Bali
Bali's 5.78M foreign arrivals (2024) exceeded pre-pandemic levels—tourism monoculture recovered but concentration risk unchanged.
Bali demonstrates how tourism monocultures can achieve remarkable scale while creating concentrated vulnerability. The island's economy grew 5.48% in 2024—outpacing Indonesia's 5.03% national average—driven by tourism that now represents 21.75% of provincial GDP. From January to November 2024, Bali received 5.78 million foreign arrivals, exceeding 2019's pre-pandemic total of 5.72 million. By October 2025, international visitors reached 5.89 million, up 11% year-on-year, with projections approaching 7 million by year-end.
Australia leads arrivals (147,581 in October 2025 alone), followed by China and India. Hotel occupancy reached 66.34% in September 2024, up from 2019 levels. The accommodation and food/beverage sector saw the largest job gains, with total employment reaching 2.67 million by August 2024—an increase of 47,600 year-on-year. President Prabowo Subianto has declared ambitions to make Bali 'the new Singapore or Hong Kong,' announcing plans for a North Bali International Airport to unlock investment in the island's underdeveloped north.

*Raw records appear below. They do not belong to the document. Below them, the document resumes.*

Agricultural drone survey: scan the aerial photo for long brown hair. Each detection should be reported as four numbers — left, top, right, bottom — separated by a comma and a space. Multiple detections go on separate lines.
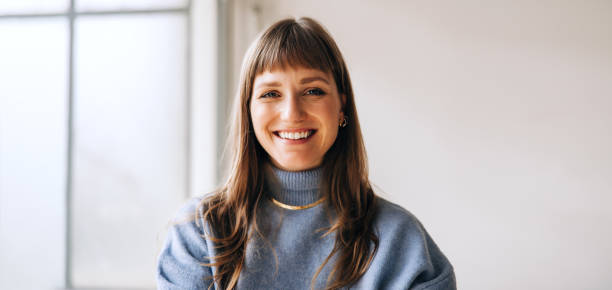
197, 18, 378, 289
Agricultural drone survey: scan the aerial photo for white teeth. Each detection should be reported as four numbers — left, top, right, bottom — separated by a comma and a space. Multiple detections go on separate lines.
278, 131, 312, 140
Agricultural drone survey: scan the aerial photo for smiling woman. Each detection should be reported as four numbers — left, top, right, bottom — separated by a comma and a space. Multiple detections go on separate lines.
250, 67, 345, 171
157, 18, 456, 290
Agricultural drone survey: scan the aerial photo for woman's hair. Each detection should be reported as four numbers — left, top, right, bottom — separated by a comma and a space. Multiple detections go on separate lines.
198, 18, 378, 289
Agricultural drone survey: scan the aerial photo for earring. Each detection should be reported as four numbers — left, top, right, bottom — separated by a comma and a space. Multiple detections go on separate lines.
339, 116, 348, 128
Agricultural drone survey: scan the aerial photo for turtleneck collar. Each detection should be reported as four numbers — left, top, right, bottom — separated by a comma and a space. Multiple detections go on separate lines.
266, 165, 323, 206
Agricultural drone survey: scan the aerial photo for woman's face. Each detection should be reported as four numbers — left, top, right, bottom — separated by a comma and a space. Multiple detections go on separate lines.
249, 67, 345, 171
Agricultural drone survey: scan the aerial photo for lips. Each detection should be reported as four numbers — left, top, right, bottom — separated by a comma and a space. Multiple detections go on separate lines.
274, 129, 316, 140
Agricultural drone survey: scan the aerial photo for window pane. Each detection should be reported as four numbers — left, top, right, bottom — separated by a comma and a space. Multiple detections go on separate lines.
76, 0, 187, 11
72, 15, 187, 288
0, 0, 70, 15
0, 19, 68, 289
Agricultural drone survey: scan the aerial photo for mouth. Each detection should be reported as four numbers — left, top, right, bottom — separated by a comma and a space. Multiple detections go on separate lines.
274, 129, 317, 141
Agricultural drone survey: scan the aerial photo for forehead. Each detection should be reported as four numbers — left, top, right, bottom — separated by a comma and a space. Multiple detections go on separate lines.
253, 67, 333, 87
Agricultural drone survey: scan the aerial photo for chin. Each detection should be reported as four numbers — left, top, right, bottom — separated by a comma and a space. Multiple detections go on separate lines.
276, 160, 319, 171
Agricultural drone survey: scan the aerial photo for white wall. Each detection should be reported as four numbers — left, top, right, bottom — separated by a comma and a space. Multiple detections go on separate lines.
231, 0, 612, 290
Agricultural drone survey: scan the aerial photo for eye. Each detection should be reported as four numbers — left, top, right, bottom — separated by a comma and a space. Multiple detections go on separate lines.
306, 88, 325, 96
260, 91, 280, 98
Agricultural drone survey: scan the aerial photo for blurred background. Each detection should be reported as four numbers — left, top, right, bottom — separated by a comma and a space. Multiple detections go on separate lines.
0, 0, 612, 290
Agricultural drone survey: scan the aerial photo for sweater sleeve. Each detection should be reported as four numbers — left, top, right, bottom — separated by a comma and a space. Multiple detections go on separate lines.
157, 199, 212, 290
356, 199, 457, 290
410, 227, 457, 290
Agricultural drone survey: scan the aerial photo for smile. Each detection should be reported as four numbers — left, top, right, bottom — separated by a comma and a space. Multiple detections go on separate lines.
274, 130, 315, 140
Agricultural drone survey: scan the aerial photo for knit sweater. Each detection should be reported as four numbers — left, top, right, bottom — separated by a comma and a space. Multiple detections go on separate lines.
157, 168, 456, 290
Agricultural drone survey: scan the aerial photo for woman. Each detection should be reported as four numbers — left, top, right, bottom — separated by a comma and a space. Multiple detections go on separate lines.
157, 18, 456, 289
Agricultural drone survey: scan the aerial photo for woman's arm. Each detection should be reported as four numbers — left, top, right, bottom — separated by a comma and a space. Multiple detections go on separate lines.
157, 199, 212, 290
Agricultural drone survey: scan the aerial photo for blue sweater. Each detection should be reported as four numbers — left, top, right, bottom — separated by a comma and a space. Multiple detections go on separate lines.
157, 169, 456, 290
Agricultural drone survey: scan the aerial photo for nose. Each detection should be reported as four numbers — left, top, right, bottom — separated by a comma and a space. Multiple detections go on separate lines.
281, 94, 306, 122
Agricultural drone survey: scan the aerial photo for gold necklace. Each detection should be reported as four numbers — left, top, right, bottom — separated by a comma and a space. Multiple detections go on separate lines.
270, 197, 325, 210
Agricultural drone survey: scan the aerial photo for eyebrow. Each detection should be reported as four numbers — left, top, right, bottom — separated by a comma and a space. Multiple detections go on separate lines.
300, 77, 329, 85
254, 77, 329, 89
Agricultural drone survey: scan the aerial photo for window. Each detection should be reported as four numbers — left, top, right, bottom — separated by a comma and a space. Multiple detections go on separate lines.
0, 0, 217, 289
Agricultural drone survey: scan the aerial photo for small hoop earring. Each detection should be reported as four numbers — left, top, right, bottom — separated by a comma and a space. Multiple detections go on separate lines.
340, 117, 348, 128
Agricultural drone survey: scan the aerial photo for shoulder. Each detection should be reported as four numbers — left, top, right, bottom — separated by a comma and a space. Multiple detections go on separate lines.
375, 196, 425, 237
360, 197, 456, 289
157, 196, 218, 289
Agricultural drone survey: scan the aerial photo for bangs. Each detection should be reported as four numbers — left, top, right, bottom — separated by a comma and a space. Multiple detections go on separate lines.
254, 21, 338, 76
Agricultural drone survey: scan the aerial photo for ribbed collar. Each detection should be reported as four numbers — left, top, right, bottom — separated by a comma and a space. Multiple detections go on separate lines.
266, 165, 323, 206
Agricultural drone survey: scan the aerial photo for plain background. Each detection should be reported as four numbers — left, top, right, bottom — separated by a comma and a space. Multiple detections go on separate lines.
229, 0, 612, 290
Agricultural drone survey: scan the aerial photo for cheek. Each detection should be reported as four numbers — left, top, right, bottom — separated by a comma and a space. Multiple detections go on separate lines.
250, 105, 269, 140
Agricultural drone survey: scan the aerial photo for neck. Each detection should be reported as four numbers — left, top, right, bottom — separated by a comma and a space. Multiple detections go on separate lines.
266, 165, 323, 206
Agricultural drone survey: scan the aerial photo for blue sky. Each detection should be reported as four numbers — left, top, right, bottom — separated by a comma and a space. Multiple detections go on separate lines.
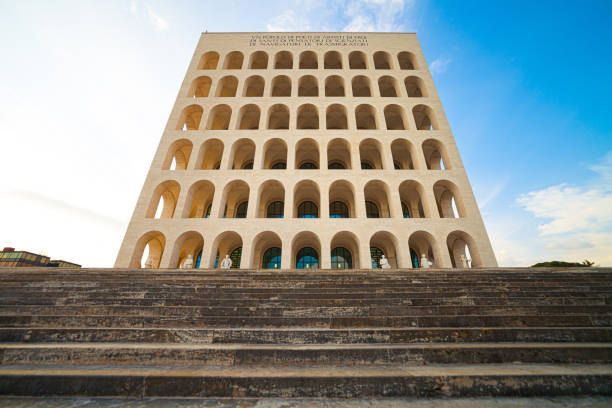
0, 0, 612, 266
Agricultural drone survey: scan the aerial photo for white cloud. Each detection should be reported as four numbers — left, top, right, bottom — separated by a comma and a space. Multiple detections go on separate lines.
429, 57, 452, 74
147, 6, 168, 31
517, 152, 612, 265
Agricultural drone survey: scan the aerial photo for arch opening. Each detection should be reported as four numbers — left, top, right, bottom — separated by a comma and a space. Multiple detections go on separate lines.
298, 75, 319, 96
230, 138, 255, 170
238, 104, 261, 130
325, 75, 344, 96
272, 75, 291, 96
176, 105, 204, 130
187, 75, 212, 98
146, 180, 181, 218
364, 180, 391, 218
300, 51, 319, 69
349, 51, 367, 69
327, 139, 352, 170
196, 139, 223, 170
223, 51, 244, 69
370, 231, 399, 269
257, 180, 285, 218
243, 75, 266, 97
162, 139, 193, 170
384, 105, 407, 130
399, 180, 431, 218
198, 51, 219, 69
182, 180, 215, 220
329, 180, 356, 218
359, 138, 383, 170
129, 231, 166, 269
351, 75, 372, 97
378, 75, 399, 97
397, 51, 417, 69
274, 51, 293, 69
206, 105, 232, 130
293, 180, 321, 218
268, 104, 289, 129
323, 51, 342, 69
249, 51, 268, 69
374, 51, 391, 69
355, 104, 378, 130
262, 138, 287, 169
391, 139, 415, 170
219, 180, 250, 218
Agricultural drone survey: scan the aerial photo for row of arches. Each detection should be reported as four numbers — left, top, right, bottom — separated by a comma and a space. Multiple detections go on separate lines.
198, 51, 418, 69
146, 179, 466, 222
130, 230, 482, 269
187, 75, 428, 98
176, 104, 439, 130
162, 138, 452, 170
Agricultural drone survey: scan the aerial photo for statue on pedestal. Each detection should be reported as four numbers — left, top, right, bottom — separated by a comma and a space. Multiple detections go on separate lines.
183, 254, 193, 269
380, 254, 391, 269
221, 254, 232, 269
421, 254, 433, 269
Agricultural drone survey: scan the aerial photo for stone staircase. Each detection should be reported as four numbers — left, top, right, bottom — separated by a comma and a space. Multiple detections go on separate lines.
0, 268, 612, 399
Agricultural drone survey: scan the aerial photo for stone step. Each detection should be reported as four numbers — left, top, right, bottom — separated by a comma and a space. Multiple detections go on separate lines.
0, 343, 612, 367
0, 364, 612, 398
0, 327, 612, 344
0, 296, 612, 310
0, 300, 612, 321
0, 314, 612, 329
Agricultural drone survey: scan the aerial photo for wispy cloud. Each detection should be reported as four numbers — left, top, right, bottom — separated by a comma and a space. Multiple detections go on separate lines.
517, 152, 612, 265
429, 57, 452, 74
266, 0, 414, 32
147, 5, 168, 31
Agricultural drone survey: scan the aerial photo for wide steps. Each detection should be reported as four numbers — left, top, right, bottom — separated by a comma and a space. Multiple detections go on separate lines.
0, 268, 612, 399
0, 364, 612, 398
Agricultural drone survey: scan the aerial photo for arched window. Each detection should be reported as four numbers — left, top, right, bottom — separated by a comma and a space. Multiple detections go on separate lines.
300, 162, 317, 170
331, 247, 353, 269
402, 201, 412, 218
298, 201, 319, 218
234, 201, 249, 218
230, 247, 242, 269
295, 247, 319, 269
366, 201, 380, 218
261, 247, 281, 269
329, 201, 349, 218
370, 247, 385, 269
266, 201, 285, 218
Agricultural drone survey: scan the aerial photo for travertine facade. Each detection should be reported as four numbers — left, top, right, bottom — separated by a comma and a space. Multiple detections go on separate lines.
115, 33, 497, 269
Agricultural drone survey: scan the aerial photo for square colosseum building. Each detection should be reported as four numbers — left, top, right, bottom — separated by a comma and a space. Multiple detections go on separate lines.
115, 33, 497, 269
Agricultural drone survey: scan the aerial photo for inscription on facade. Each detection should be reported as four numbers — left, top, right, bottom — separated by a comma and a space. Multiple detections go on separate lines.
249, 34, 368, 47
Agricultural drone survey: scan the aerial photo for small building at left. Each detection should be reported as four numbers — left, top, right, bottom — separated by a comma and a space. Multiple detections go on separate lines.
0, 247, 81, 268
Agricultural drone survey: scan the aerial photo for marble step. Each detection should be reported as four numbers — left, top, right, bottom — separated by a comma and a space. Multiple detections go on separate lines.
0, 343, 612, 368
0, 327, 612, 344
0, 301, 612, 318
0, 314, 612, 329
0, 364, 612, 398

Yet COVID-19 exposed the fragility of tourism dependency. When international travel halted, Bali's economy collapsed faster than diversified provinces. The island now represents a natural experiment in recovery: structural improvement is evident, but the fundamental bet on tourism concentration remains unchanged. The same mechanisms that enable rapid growth—network effects from reputation, ecosystem engineering of cultural experiences—create single-point-of-failure risk when external shocks close borders.